Meiners, qui est un historien, et que, suivant l’ordre des temps, nous aurions dû citer plus tôt, Meiners a très bien vu que c’est à la conquête que le çûdra est redevable de l’état social qu’il a, et que c’est la politique des maîtres du pays qui a introduit et affermi, avec les années, le régime castal tel qu’il est toujours. Cette politique agissait suivant la maxime divide ut imperes, afin que les races diverses entre lesquelles se partageait le sol ne parvinssent, par leur union, à s’affranchir du joug de leurs tyrans : conjunctis viribus adversus tyrannos suos[6].

Il est fort douteux que la politique à la Machiavel, bien qu’elle soit aussi ancienne que la fureur de dominer, ait joué, au moins dans l’établissement du régime, un rôle aussi considérable que le pense le docte professeur de Gœttingue ; nous verrons que les castes se sont, en principe et en fait, constituées historiquement, sans plan préconçu quant à l’ensemble, sinon toujours sans ruse et sans artifice de parti pour ce qui est des détails. Pour l’instant, parlons de la longue étude qu’a consacrée aux castes un homme qui a résidé vingt-cinq ans dans l’Inde, le missionnaire Dubois. Malheureusement, il lui a manqué, de même qu’à son prédécesseur, le missionnaire Perrin, ce qui manque en général aux ecclésiastiques catholiques, mais ce que possédait à un haut degré leur collègue hérétique, le missionnaire Graul, le sens de la critique historique libre et indépendante.

  1. V. Mân. II, 31 sq.
  2. Asuryas. C’est ainsi que le Çûdra est désigné dans le Taittiriya brahmana, I, 2, 6, 7 : daivyo vai varne brâhmanah asuryah çûdrah.
  3. Visrabdham brâhmanah, çûdrâd dravyopâdânam âcaret. (Mân., VIII, 417).
  4. Bernier, Voy.

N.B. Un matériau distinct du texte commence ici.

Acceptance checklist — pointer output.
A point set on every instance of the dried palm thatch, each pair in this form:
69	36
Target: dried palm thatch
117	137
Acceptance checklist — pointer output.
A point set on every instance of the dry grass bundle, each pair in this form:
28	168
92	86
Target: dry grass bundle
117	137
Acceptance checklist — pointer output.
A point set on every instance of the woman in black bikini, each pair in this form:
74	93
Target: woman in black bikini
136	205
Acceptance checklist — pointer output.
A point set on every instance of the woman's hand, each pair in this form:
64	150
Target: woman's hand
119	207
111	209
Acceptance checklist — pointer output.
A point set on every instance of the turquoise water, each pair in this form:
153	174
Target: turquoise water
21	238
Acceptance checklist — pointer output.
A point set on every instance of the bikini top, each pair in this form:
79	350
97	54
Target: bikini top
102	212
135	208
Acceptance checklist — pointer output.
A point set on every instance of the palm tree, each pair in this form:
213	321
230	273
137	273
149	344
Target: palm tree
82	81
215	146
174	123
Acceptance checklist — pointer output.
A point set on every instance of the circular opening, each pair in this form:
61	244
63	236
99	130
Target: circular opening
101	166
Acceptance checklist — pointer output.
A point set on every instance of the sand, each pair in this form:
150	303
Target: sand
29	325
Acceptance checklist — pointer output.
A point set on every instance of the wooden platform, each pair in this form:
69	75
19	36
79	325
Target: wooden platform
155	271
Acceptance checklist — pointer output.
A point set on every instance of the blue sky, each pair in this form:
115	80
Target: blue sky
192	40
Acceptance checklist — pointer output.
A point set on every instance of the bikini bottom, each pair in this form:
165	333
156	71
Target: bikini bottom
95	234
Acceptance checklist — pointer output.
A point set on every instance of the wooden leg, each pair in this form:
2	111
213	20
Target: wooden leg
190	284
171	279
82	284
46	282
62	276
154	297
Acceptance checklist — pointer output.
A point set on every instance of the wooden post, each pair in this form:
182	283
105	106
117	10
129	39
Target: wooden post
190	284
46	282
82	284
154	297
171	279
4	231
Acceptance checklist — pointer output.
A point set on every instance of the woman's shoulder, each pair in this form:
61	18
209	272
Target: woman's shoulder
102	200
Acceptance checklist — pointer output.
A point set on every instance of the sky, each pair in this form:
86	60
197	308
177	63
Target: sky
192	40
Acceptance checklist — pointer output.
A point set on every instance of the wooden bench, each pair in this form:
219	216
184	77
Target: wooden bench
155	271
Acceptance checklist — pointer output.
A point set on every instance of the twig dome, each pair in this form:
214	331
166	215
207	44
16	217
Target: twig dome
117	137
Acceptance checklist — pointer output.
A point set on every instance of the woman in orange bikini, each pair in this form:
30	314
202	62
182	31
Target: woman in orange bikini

II, 92 ; éd., 1830. Tayernier, Voy. aux Indes, III, ch. XI, p. 361 ; éd. 1681 Paterson, On the origin of the Hindu religion, dans Asiatic Res. ; VIII, 61. The temple of Jagannath is a famous resort for pilgrims of all sects, for it is revered by all, it is a converging point where all the contending parties unite in harmony with each other sects, otherwise so irreconciliable.
  5. V. la carte des langues de l’Inde, par mon ami le Dr Leitner, 1878.
  6. Meiners, Commentatio de causis ordinum sive castarum in India, dans Commentationes Societatis scientiarum Gœttingensis, X, 188, 1789.